I've written a library that creates abstractions for buffers to reduce the complexity of using memory on the GPU in CAL. Specifically, this done by creating a CALbuffer class whose constructor calls either calResAllocLocal1D or calResAllocLocal2D depending which dimensionality you specify. Once the constructor has been called, you call foo->readBuffer(memory) to copy data to that construct on the GPU.
readBuffer(void* buffer) is implemented by checking pitch alignment versus the x dimension of the buffer. If they are the same, it essentially uses a single call to memcpy to move data into the PCI zone. If the x dimension is not pitch aligned, it makes several calls to memcpy.
void calutil::CALbuffer::readBuffer(void* buffer, CALuint flag)
{
calResMap((CALvoid**)&this->cpuBuffer, &this->pitch, this->resource,
flag);
if(this->pitch == this->dim1)
{
copyBitsAlignedPitch(this->cpuBuffer, buffer, this->dim1, this->dim2,
this->pitch, this->elementSize);
}
else
{
copyBitsUnalignedPitch(this->cpuBuffer, buffer, this->dim1, this->dim2,
this->pitch, this->elementSize);
}
calResUnmap(this->resource);
}
1) I've written high level abstractions that use CAL API calls.
2) The performance bottleneck is on calling memcpy().
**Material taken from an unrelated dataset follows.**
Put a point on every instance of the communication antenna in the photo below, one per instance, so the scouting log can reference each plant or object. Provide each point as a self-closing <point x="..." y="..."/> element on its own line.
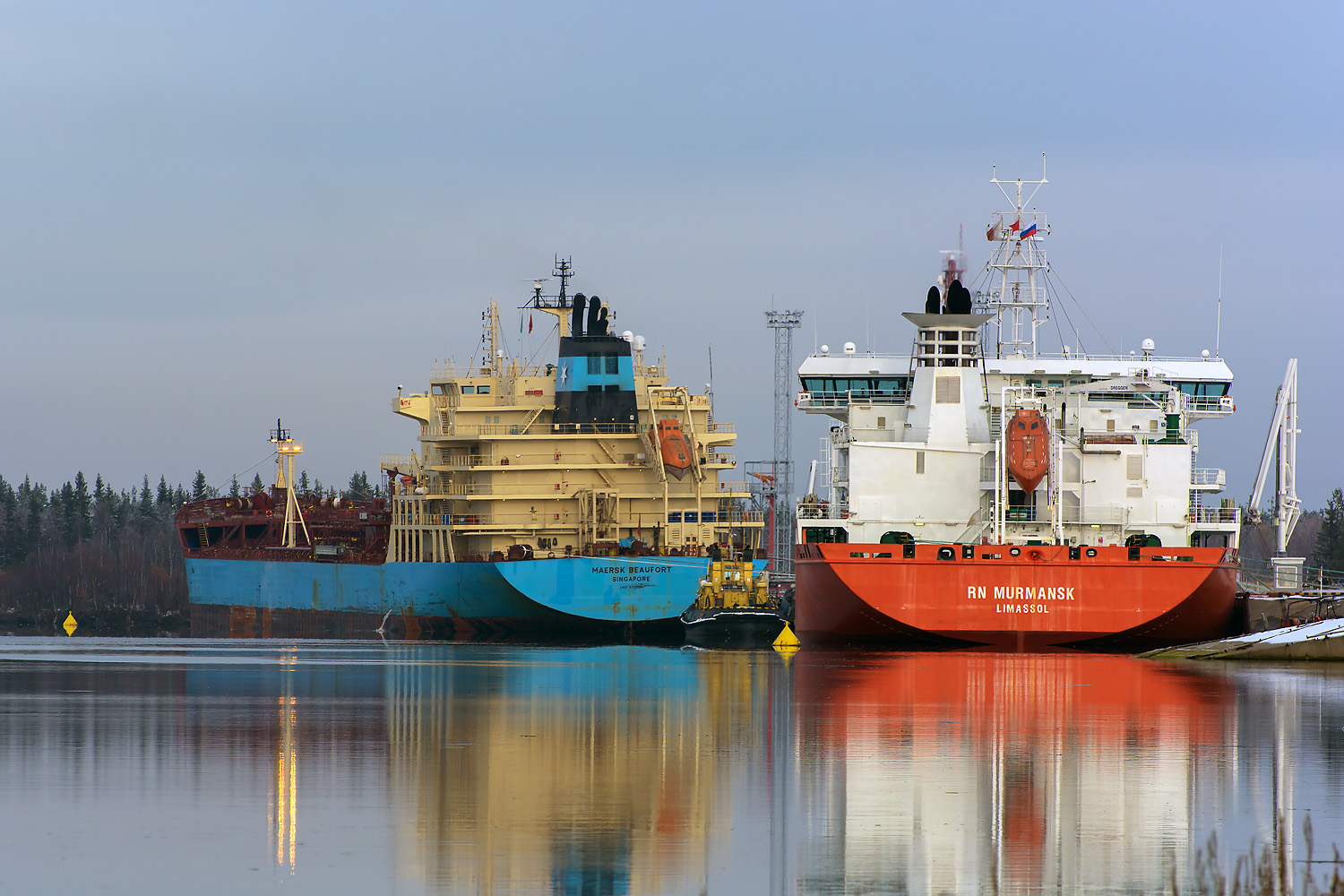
<point x="782" y="324"/>
<point x="1218" y="333"/>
Basically, the high level abstraction calls calResMap followed by memcpy followed by calResUnmap.
calResUnmap takes 1/4 the amount of time as the memcpy, so I the bottleneck is userspace to PCI space. I guess what I wanted to know is how brook+ attains high performing data transfers? Does it have a custom memcpy function?
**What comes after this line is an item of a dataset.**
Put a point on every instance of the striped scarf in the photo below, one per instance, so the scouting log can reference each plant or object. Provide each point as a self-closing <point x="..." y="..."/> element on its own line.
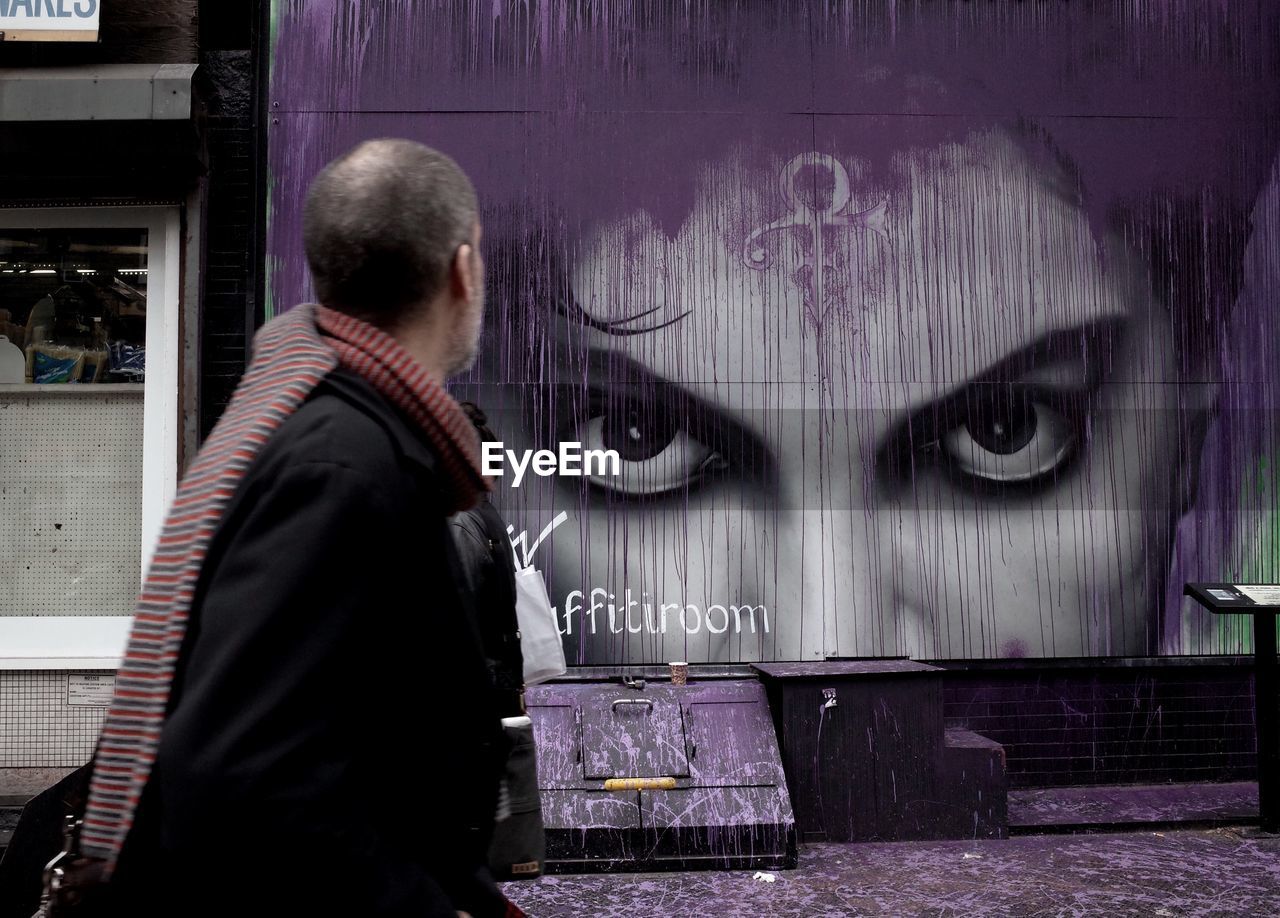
<point x="292" y="354"/>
Thanks for your replies. So, I'm trying to make a generalized abstraction for handling data on the GPU and I'm trying to make it efficient. Unfortunately, in my application that this library considers, there is a huge amount of data to be transfered and so I can't really use remote memory, since that is limited to around 16MB or so on my platform.
You can do tile-by-tile copy using a copy shader from remote cacheable resource to GPU local resource. Take a look inside Brook+ source code to see how it is done.
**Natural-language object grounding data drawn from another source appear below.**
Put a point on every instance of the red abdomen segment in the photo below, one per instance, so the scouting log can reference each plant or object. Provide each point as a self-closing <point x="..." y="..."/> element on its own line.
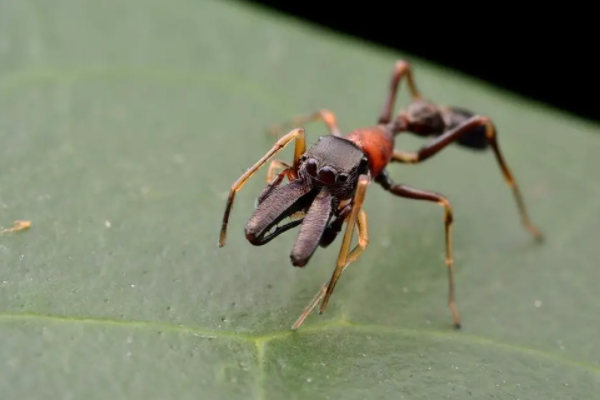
<point x="377" y="143"/>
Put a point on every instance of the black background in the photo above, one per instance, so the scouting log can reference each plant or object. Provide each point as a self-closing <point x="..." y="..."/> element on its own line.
<point x="547" y="53"/>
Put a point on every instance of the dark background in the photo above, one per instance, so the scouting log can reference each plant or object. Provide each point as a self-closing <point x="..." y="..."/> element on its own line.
<point x="547" y="53"/>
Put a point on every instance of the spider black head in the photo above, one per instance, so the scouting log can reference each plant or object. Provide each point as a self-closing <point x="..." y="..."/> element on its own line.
<point x="327" y="174"/>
Would another solution be to use the calCreateRes*D() extension functions to create a resource mapped to the buffer the user actually wants their data to appear and then call calMemCopy() to move the data from the GPU local buffer to the buffer they want (with the alignment and size assumptions that calCreateRes*D requires)? Doing this should in theory place data in the buffer they want and avoid calling memcpy entirely.
But, you still face the same problem of not able to allocate big pinned resource. IIRC, amount of pinned memory available is also about 16 MB.
Yes, I recalled that about halfway through implementing it as the intermediary between CPU and GPU It was mentioned that you all were working with the drivers team to up that limit. Is that coming anytime soon, or still a ways off? Either way, there may be around this. I looked at how Brook+ implements stream writes and saw that it uses a shader to do copying. So, I could map to a buffer and run a shader to copy part of the local stream, unmap it, map it again to the same buffer plus an offset and run the shader over the rest of the buffer.